Montato come fosse un flusso di emozioni, “Cocoricò tapes” si lancia in un’impresa tutt’altro che semplice, raccontare una discoteca che è stata tante cose, e per ognuno una cosa diversa: un momento di trasgressione, un luogo in cui trasformarsi, un posto in cui sentirsi liberi senza aver paura del giudizio e delle etichette, una semplice occasione per divertirsi, un’esperienza edonistica, sociale e politica, ma anche il palcoscenico di innovative performance artistiche. Sicuramente il Cocoricò è stato un posto diverso da tutti gli altri, dove la contaminazione tra linguaggi – fatta di performance, installazioni, tableaux vivants, musica e interventi di intellettuali – non era mai casuale. Questo era recepito anche all’esterno tanto che il locale veniva spesso frequentato anche da gruppi di antropologi che ne studiavano temi e significati. “Nulla nel Cocoricò era mai solo estetico, tutto ciò che veniva proposto aveva un significato.
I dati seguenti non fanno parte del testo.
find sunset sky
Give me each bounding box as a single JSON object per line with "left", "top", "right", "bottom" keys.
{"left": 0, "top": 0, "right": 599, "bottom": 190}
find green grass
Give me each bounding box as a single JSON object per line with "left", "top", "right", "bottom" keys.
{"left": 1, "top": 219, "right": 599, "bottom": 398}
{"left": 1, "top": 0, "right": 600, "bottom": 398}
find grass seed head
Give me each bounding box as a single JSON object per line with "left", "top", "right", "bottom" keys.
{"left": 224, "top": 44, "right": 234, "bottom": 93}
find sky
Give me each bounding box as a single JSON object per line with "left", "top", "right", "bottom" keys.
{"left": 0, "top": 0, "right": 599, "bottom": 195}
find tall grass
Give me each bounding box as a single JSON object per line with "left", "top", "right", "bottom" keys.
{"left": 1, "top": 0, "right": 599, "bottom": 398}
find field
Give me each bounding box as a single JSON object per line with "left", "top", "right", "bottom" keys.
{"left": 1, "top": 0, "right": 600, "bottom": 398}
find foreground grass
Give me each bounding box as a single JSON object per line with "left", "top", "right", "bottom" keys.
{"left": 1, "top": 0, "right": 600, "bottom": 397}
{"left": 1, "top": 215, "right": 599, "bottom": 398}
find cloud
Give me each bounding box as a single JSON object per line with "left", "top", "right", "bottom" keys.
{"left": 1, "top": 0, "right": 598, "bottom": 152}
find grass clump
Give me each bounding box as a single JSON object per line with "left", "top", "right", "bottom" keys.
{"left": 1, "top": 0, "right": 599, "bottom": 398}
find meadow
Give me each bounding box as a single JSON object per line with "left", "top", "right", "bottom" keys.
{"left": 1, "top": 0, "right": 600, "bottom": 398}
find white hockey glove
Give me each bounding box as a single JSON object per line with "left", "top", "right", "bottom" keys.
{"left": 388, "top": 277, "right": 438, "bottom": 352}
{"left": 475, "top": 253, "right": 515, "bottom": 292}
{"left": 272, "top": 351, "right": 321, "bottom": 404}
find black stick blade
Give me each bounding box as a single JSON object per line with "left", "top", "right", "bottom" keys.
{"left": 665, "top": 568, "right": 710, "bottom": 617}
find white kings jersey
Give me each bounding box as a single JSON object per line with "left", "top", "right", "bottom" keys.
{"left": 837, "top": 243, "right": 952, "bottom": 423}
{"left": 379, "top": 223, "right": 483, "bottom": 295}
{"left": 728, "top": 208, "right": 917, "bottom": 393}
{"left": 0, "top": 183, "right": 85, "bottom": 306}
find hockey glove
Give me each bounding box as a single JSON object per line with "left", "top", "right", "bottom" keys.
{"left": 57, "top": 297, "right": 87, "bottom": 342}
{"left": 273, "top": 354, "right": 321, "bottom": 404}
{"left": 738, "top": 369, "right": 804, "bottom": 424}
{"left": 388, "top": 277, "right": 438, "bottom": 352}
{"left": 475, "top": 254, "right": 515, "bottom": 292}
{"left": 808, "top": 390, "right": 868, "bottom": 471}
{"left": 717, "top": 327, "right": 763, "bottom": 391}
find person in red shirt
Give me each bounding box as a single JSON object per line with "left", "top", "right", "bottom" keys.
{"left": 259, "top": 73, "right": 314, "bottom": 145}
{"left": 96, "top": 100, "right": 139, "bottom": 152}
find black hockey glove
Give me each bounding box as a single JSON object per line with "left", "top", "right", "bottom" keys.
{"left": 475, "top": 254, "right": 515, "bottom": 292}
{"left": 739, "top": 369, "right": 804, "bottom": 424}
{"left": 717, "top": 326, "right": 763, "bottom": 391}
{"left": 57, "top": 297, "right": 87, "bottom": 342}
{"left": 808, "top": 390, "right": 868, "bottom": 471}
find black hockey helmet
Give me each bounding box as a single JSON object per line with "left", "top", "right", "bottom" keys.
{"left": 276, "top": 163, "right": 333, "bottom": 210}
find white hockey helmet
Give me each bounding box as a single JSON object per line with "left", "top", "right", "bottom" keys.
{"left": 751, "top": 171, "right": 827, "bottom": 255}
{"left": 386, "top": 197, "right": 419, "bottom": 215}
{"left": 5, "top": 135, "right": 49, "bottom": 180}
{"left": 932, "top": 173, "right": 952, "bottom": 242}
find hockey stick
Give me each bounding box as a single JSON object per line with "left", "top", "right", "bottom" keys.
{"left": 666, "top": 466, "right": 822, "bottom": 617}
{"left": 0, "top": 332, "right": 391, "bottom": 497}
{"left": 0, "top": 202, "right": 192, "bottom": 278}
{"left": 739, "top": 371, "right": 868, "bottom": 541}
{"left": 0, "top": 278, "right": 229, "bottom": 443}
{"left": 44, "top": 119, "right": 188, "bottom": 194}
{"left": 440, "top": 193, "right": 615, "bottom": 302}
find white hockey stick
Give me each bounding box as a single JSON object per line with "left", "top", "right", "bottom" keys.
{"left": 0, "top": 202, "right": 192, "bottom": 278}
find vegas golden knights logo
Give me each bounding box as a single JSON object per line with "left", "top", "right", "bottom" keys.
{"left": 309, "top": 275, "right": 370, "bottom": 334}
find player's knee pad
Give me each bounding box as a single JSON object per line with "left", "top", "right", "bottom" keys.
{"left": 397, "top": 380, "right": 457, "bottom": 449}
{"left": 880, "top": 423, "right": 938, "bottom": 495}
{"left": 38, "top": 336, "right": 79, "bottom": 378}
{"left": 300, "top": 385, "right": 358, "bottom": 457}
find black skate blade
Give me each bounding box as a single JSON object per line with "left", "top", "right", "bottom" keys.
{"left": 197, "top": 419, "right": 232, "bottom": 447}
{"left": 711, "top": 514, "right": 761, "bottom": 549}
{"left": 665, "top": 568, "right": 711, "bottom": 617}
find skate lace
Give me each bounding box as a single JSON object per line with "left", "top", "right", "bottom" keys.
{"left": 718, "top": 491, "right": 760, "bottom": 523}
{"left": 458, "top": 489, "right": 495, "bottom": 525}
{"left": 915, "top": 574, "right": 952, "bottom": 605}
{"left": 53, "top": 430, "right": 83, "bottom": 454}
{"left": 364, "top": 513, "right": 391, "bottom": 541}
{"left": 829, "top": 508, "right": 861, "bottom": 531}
Il Cristo con il mitra, per esempio, si lega a tutti gli attacchi che la Chiesa stava iniziando a subire proprio negli anni Novanta, dalla diminuzione dei fedeli alle accuse di pedofilia. Perciò la Chiesa doveva armarsi per difendersi”, racconta il regista a proposito di alcune immagini presenti nel documentario.
A parlare nel film, oltre ai ragazzi e alle ragazze che ogni sera ballavano sotto la Piramide, è Loris Riccardi, storico direttore artistico del Cocoricò, presentato in un televisore in continua rotazione. “Loris viene mostrato solamente all’interno di televisioni in rotazione come forma di rispetto nei suoi confronti, dal momento che per tutti i quindici anni che ha lavorato per il Cocoricò non ha mai voluto mostrarsi. Allo stesso tempo la televisione rappresenta il mezzo da cui lui traeva ispirazione per gli ambienti e i temi della serate”, racconta il regista. Ad accompagnare le parole di Riccardi sono altri membri dello staff che fungono da collante tra i vari filmati d’archivio, veri protagonisti del documentario.
Il racconto di quella “gente svalvolata, ma vera” così come la definisce Riccardi è racchiuso tra le immagini della caduta del Muro di Berlino e quella delle Torri Gemelle che mostrano l’intento del regista di portare sul grande schermo una generazione che ha potuto vivere nell’illusione della libertà, poi infranta quell’11 settembre. Ora, dopo il lancio a Pesaro, l’auspicio di Tavella è quello che il film continui a viaggiare nei festival, nelle arene all’aperto e magari anche in Europa. Intanto nella sua testa ci sono già tante idee per progetti futuri e non esclude la possibilità di girare qualcosa in Valle d’Aosta per raccontare l’ambiente dove è nato, ma da cui poi si è allontanato.